# KAYAK FISHING TIP # 87 (Rigging) Polyethylene Backing Plates.



## captken (Feb 24, 2008)

KAYAK FISHING TIP # 87 (Rigging) Polyethylene Backing Plates.

I?ve used stainless steel fender washers for backing plates but they do not conform to the curvature of the inside of a yak.

When attaching anything that must support a heavy load on a kayak, consider using discs or rectangles cut from Polyethylene. (I cut backing plates from kayak hatch cut outs or even an old garbage can.) I usually back these with washers much smaller than fender washers.

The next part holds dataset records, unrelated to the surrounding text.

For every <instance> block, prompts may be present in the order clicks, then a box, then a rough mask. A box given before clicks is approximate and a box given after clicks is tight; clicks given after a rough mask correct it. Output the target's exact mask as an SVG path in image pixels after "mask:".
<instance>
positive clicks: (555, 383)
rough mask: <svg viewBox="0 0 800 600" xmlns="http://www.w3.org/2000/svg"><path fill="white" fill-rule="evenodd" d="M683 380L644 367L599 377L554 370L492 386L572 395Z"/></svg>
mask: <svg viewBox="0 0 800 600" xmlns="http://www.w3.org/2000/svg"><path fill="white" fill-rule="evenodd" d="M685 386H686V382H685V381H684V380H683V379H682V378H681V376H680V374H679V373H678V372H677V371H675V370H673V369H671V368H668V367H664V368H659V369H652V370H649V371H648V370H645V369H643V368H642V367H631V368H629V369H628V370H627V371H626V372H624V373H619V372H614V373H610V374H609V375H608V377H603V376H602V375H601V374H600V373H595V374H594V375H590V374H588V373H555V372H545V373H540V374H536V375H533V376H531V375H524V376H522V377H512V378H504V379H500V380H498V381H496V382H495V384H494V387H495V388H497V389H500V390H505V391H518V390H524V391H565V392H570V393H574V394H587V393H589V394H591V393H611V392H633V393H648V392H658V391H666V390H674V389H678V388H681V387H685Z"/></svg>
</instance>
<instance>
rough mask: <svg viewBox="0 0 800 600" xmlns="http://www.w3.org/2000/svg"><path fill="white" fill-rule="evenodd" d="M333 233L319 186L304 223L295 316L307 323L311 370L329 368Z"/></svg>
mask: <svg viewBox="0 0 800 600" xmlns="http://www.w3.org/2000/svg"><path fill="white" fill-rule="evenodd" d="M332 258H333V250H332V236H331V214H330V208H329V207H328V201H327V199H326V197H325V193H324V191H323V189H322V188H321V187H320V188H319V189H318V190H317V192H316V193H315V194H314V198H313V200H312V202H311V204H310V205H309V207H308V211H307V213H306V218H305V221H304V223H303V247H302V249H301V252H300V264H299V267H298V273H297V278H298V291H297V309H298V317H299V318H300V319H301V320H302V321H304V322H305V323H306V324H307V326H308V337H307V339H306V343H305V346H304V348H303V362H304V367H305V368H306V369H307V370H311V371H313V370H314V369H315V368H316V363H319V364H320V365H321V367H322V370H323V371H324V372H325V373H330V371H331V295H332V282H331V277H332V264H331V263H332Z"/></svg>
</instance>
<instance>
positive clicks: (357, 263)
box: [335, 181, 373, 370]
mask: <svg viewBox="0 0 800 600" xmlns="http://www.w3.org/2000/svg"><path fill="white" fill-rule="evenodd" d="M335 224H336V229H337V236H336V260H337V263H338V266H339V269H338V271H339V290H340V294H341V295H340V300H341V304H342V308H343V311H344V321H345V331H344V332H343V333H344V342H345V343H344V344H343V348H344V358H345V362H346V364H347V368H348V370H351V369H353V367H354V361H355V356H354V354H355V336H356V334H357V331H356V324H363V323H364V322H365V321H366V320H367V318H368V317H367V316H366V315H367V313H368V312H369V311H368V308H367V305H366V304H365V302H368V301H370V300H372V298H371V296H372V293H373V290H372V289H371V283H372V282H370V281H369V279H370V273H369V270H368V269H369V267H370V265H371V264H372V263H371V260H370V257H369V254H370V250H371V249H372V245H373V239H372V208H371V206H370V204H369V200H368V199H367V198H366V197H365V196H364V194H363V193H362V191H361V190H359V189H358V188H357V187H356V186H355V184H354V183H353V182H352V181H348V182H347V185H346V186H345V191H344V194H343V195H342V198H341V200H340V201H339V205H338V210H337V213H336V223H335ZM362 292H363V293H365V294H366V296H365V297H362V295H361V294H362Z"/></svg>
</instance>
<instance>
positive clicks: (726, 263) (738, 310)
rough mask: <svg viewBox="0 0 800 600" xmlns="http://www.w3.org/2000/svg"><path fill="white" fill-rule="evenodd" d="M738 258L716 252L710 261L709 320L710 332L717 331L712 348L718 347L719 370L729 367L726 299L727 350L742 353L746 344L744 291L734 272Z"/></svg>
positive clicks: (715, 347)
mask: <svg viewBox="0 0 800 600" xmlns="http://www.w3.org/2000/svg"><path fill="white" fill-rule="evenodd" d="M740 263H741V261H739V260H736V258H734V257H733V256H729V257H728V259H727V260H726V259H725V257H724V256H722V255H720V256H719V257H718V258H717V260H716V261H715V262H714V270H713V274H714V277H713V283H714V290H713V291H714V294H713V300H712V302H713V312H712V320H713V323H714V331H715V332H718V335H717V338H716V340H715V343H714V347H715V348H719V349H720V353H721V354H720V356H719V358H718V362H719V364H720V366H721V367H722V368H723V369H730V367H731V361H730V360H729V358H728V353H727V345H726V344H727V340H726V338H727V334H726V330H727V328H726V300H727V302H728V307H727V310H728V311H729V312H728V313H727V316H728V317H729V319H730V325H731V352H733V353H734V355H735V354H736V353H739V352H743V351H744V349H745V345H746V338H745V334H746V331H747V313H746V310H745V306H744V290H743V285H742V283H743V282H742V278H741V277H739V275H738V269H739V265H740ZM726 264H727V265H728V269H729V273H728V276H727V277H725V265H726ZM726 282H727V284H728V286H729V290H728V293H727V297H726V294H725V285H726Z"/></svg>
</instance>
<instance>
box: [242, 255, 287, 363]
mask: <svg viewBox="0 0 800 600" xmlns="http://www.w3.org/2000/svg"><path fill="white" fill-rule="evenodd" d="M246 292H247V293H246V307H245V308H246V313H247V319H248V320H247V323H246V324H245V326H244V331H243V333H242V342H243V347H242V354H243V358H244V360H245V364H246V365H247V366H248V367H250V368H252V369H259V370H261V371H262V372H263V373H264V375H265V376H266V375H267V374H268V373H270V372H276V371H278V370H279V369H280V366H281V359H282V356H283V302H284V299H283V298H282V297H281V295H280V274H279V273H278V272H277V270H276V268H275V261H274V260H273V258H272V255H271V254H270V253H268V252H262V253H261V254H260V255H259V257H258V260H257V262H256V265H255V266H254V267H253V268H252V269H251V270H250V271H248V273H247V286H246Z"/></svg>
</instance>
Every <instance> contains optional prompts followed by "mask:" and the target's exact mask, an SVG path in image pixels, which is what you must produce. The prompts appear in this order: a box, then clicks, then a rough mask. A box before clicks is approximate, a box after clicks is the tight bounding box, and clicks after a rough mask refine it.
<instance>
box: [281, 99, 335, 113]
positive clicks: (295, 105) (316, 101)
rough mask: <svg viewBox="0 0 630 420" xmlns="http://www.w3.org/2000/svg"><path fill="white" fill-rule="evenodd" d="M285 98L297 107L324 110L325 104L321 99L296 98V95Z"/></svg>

When I attach anything in an area where there is a tight curvature, I heat the backing plate before installing it. After heating, the backing plate will conform perfectly to the curvature of the yak, giving maximum strength without distortion of the yak. You will definitely need heavy gloves for handling the heated backing plate and you will need to move fast before it becomes rigid again. 

When I encounter a particularly difficult installation, I often pre-bend the backing plate by heating it and holding against the outside of a similar curvature while it cools.


----------



## johnsonbeachbum (Oct 1, 2007)

And a cheap source of 3/6" to 1/4" heavy duty stuff is a poly cutting board from say Wal-Fart.


----------



## Linda (Oct 2, 2007)

WHAT DO YOU HEAT WITH ? A GUN OR STICK IN THE OVEN?


----------



## captken (Feb 24, 2008)

I'm kinda scared of heating it in the oven. If I screwed up and smoked up the house, I'd die. Sharon would make sure of that.

I use an old heat gun. Harbor Freight has them on sale for $20 from time to time. I never tried boiling them. I don't know if that would work or not. Hang on, I'll go try it and check in in a few minutes.

Ken


----------



## captken (Feb 24, 2008)

I actually tried this last night, then got a phone call and forgot to post the results. It takes more heat than 212 degrees F. I figured as much but I had to give it a shot. Actually, it stands to reason because your yak gets mighty hot out in the sun.

I boiled a small piece cut from a yak hatch cut-out for about 5 minutes. It felt about as stiff as it did when cold.

If you don't have a heat gun, you can use your car exhaust. I know this works because I have done it.

"Inquiring minds" you know.


----------